Guided Practice (20 minutes)
- Have students conduct further research on the phrase “We the People” and its significance in shaping American law and civic identity.
- Students can use online resources or other materials provided by the teacher to gather information.
- Have students present their findings to the class in a short presentation.
Independent Practice (20 minutes)
- Have students write a short essay on the importance of the phrase “We the People” in the Constitution and its role in shaping American law and civic identity.
- Encourage students to include specific examples and analyses in their essays.
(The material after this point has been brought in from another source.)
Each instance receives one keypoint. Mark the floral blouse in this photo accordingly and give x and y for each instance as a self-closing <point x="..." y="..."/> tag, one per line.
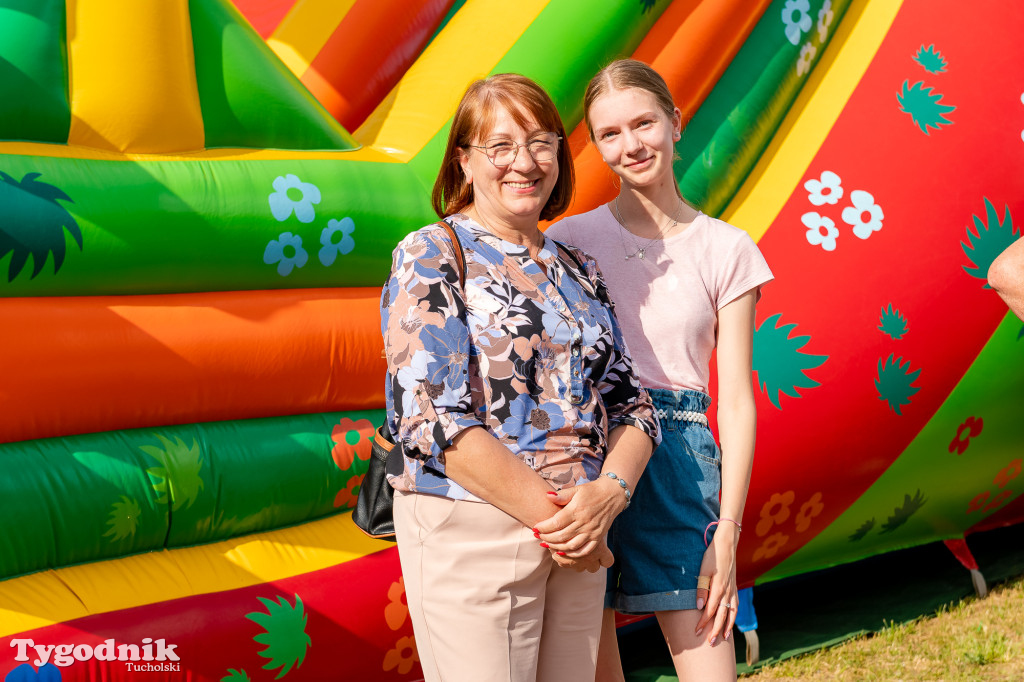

- Collect and review essays for understanding and mastery of the objective.
Closure (10 minutes)
- Summarize the lesson’s main points and the significance of the phrase “We the People” in the Constitution.
- Ask students to share their final thoughts on the phrase and its importance.
- Remind students that the phrase “We the People” is not just a historical relic but still has relevance in shaping American law and society today.
- Student participation in class discussions
- Small group analysis of the 14th Amendment and Supreme Court cases
- Student research and presentation
- Written essay on the importance of “We the People” in the Constitution
Note: The time frame is approximate and can be adjusted at the teacher’s discretion. The lesson plan can be adapted for different grade levels and contexts.